When I was in my early twenties they were investigated for tax fraud. My mother told the Inland Revenue that I'd taken all the money. I was then taxed on the missing money, and fined, and it cost me just over £18,000. I told my mother she'd have to pay me back for that, as I'd not had any money from them at all, and she said it was my tax bill, my responsibility.

My father promised his father that he'd make sure that all his inherit

ColdAndSad · 20/07/2019 10:01

Ooops. Posted too soon. But you get the drift.
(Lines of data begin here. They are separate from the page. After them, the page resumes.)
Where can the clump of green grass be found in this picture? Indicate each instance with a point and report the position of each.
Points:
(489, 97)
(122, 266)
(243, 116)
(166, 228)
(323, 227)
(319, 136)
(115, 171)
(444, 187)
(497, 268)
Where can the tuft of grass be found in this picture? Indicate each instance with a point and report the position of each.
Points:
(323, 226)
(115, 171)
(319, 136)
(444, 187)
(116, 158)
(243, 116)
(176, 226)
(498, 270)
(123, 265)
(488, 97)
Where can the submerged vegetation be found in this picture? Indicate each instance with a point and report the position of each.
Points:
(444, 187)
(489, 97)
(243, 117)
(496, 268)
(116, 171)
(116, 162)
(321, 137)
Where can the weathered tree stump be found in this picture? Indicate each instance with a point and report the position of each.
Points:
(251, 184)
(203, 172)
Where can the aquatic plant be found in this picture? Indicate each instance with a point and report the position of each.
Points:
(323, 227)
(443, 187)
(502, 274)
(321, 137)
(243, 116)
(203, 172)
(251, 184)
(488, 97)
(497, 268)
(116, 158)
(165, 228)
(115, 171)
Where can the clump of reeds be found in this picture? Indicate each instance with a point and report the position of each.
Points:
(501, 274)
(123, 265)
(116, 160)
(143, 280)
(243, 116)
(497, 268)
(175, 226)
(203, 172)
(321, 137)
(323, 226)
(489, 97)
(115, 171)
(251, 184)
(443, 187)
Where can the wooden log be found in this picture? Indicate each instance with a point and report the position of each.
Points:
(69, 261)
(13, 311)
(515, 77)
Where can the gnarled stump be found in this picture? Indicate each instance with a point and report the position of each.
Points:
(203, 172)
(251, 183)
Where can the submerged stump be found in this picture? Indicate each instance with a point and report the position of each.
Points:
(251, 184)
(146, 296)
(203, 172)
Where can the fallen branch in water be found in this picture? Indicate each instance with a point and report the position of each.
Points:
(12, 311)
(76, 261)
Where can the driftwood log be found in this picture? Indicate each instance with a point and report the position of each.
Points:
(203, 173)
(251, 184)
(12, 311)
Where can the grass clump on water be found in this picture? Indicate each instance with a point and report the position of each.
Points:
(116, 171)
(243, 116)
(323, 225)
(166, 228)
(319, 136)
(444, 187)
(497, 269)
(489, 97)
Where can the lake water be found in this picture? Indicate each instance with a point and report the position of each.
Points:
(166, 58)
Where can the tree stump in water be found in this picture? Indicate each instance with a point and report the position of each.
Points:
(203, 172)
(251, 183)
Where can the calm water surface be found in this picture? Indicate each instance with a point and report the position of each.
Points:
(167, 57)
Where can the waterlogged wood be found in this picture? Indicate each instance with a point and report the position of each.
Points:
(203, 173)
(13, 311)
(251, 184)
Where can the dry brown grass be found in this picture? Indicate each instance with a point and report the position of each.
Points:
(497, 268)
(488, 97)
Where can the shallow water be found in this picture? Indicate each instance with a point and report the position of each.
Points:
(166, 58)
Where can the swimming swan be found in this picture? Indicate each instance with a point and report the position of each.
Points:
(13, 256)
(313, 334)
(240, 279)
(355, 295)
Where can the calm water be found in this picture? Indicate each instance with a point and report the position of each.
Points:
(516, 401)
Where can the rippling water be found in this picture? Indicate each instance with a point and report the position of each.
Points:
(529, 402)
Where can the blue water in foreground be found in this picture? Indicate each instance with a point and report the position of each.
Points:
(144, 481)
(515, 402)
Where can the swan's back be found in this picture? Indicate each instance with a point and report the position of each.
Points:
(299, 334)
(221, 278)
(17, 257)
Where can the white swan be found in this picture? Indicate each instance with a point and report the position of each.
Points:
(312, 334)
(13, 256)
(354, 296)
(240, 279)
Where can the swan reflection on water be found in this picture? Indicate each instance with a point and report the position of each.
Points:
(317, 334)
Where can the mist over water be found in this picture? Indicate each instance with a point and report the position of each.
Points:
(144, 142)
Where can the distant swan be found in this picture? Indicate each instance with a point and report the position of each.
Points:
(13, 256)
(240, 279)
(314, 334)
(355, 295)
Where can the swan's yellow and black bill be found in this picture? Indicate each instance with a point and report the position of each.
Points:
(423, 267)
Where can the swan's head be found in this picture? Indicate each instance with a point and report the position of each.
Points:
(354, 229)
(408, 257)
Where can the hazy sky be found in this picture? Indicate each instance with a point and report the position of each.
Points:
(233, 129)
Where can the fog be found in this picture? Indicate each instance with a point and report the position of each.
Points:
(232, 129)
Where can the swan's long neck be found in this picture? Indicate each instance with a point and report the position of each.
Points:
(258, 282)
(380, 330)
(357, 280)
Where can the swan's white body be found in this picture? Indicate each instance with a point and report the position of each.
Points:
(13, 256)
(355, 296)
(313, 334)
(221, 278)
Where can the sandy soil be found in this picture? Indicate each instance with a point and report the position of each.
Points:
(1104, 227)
Yellowweatherwarning · 20/07/2019 10:09

My dm used to bring men round for sex. Our bathroom was via the front room and my room the other side , so I used to wee on my carpet during the night and have to blame the ddog next day.
I felt so guilty to poor ddog...
She blamed me for missing items like male up /cash , it wasn't me but there was only me and her at home...
I was only allowed to wash my hair once a week. She taped the boiler to off so I couldn't use the hot water. I boiled kettle after kettle when she was at work.
Have to wash my hair every day now or feel dirty.
Had an affair with a married man who's relative beat me up.
I was in primary school.
She didn't stop seeing him.
Without my ddog I would have cracked.

TrafficJamz · 20/07/2019 10:23

These are awful! I recently posted my own thread asking if my childhood was normal.

One thing I didn’t mention was that I had anorexia and my parents never took me to see a doctor despite one day actually being unable to move from my bed because I was so unwell and I cried to my mum who simply cooked me some chips, I ate 4 of them and she packed me off to school and no more was said about it. Only this year (20 years later) have I reached the correct BMI for the first time ever.

I only hope she didn’t know how to handle it back then. I really hope she didn’t know what to do and didn’t choose to let me go through that suffering alone.